From the camp of the Internal Audit Agency, the Fair Wages and Salary Commission has started its nationwide payroll monitoring exercise.
A few weeks ago, the Commission made public the planned operation to purge the public sector payroll of any irregularities.
The Civil and Local Government Staff Association of Ghana (CLOGSAG) expressed concern about the decision, but the commission clarified that it is authorised under the Commission’s Act 2007 (737) to design and monitor benefits and allowances for employees of the public sector, among other things.

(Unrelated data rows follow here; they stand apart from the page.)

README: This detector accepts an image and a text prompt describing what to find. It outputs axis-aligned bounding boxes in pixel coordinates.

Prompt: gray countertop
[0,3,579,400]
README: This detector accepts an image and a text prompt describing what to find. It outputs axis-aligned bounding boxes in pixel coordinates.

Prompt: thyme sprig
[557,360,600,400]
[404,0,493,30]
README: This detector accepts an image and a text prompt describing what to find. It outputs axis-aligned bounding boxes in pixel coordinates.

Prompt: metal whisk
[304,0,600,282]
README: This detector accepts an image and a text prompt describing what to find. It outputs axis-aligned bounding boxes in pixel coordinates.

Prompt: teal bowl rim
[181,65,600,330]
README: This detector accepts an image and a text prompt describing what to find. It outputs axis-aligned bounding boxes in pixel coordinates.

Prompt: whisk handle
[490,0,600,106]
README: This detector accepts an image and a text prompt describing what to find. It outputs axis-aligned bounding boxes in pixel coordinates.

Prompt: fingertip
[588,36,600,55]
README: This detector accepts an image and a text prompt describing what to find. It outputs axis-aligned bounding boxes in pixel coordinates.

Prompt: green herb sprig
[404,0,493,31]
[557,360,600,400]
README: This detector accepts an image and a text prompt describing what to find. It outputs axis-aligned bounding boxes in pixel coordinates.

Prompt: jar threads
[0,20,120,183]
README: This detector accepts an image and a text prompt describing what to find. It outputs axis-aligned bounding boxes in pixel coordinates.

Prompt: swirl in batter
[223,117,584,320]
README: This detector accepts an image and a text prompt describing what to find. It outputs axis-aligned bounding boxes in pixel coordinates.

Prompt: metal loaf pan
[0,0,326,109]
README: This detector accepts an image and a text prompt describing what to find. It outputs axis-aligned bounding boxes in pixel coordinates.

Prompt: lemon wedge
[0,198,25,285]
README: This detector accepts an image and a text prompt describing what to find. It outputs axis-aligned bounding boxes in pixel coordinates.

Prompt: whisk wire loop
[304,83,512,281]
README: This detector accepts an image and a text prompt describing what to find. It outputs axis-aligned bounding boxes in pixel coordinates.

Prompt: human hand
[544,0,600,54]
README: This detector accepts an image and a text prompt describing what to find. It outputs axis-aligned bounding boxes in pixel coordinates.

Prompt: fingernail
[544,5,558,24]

The Internal Audit Agency’s payroll was examined as the exercise got up in earnest on Monday.
We asked them (the Internal Audit Agency) to do their own internal auditing and share the report with us so that we could check for ourselves. We want to make it clear that this exercise is highly serious and not a joke to the general public, as well as to sector entities and employees. As Benjamin Arthur, CEO of the Fair Pay and Salary Commission, advised, “advise yourself accordingly if you know you are not deserving of what you are taking.
The Internal Audit Agency responded by saying it was willing to work with the panel to restore reason to the government payroll system.
The Internal Audit Agency’s Director-General, Dr. Eric Osae, also disclosed that public universities and some institutions had the highest rates of payroll breaches over the course of the investigation.
He asserts that this pattern ought to be changed as soon as possible.
“You take the educational and health service sectors of Ghana and local government sectors, and you see that there are challenges there. I am not saying it is widespread in these sectors, but they are risky areas that demand an eye on the payrolls or else it will keep bloating. The other areas include tertiary institutions. There are people who go on sabbatical leave with some never returning but get paid,” Dr. Eric Kwaku Osae, Director-General of the Internal Audit Agency noted.
The commission is hoping to correct issues like overpayment, underpayment, ghost names, and other anomalies in the public sector payment structure.